While the USWNT were gearing up to take on Japan in the Women’s World Cup Final, the 3rd place game for the tournament was taking place in Edmonton. The semifinal losers taking place in the match were England and Germany. Each team was disappointed not to be playing a day later, but there was still a high level of excitement for the match. This was essentially a European championship, as the result would produce the top European squad in the competition.

Coming into the match, the English women had never beaten Germany. Germany took the opportunity to play some younger players in the match along with their veterans to get some valuable experience for future tournaments. Both teams had multiple chances throughout the match to put one up on the board, but both goalkeepers played splendidly to keep a 0-0 scoreline after 90 minutes of play. England keeper Karen Bardsley was again back in the lineup after going out in the Canada match with an allergic reaction. She made some highlight reel saves to deny the Germans, particularly Sara Dabritz, who put a beautiful cross on target in the 2nd half. English captain Steph Houghton showed her athleticism in the 2nd half with a clearance off the line to keep the match level.

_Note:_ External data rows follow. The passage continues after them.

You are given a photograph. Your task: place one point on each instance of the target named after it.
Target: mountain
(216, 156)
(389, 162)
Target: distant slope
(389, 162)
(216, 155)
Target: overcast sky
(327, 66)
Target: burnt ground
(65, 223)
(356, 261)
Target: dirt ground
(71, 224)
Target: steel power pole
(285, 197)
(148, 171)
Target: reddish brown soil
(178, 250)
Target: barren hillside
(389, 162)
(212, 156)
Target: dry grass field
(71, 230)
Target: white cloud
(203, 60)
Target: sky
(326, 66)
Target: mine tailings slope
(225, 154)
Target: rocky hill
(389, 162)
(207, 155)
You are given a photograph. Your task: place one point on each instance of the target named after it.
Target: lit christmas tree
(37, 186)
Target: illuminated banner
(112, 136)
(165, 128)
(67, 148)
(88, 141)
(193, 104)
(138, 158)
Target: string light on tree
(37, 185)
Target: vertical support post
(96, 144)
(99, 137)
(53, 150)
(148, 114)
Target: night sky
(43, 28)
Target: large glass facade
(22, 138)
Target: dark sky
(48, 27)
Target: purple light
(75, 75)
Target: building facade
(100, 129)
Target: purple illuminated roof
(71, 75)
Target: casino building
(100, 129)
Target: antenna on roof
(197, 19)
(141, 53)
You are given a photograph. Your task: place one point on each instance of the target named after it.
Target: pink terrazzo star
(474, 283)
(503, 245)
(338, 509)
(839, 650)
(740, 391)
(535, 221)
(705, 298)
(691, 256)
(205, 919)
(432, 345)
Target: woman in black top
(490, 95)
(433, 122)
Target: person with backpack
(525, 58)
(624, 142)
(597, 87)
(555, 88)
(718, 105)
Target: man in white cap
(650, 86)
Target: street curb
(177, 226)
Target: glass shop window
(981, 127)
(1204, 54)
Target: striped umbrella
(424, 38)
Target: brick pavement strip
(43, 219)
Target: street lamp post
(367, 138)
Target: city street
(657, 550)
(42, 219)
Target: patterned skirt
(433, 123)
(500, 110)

Extra time saw both teams with threatening attacks. The breakthrough moment came in the 106th minute when Tabea Kemme pulled down Lianne Sanderson in the box. Fara Williams stepped up to the spot and buried the ball in the back of the net. Germany had two excellent chances in the 115th and 116th minutes that they could not convert, and the Three Lionesses held on to capture the bronze medals for the tournament. Karen Bardsley captured the honor for Woman of the Match, keeping a clean sheet in the first ever English women’s victory over Germany.

Laura Bassett rebounded from her costly blunder versus Japan in defense, holding off the systematic German side. There were smiles all around for the English side, as this marked their 2nd best ever performance at a World Cup, men or womens. Manager Mark Sampson preached about how England will be able to use this finish as a springboard to getting more girls involved in the sport back home. This also sparks one of the few instances where England exceeded expectations. They will look to carry this momentum through to Euro competitions.

On the other side of the coin, this was a rough finish to the tournament for Germany. They were disappointed with their loss to the USA in the semifinals, and it showed in the 3rd place game. Manager Silvia Neid admitted that her side was outplayed in the match. A 4th place finish for the number one ranked team was a let down, but the Germans have a lot to look forward to. Their finish qualified them for the 2016 Summer Olympics, which was a huge part of this tournament for the European squads. They beat two Top 5 teams in the knockout stages in Sweden and France. They only had 4 players who were over 30 on this roster, leaving plenty for the future. In fact, 11 of the 23 players were 24 or younger, almost certainly to be seen in future tournaments.

As with other sides, the Germans will have to cut down their roster for the Olympic tournament to 16. That means that at least 7 players from each World Cup roster will be left off for the Olympics. England is not eligible for the Olympics since the UK competes as Team Great Britain, instead of individual countries. France takes their automatic spot by finishing as the next highest European performer in the World Cup.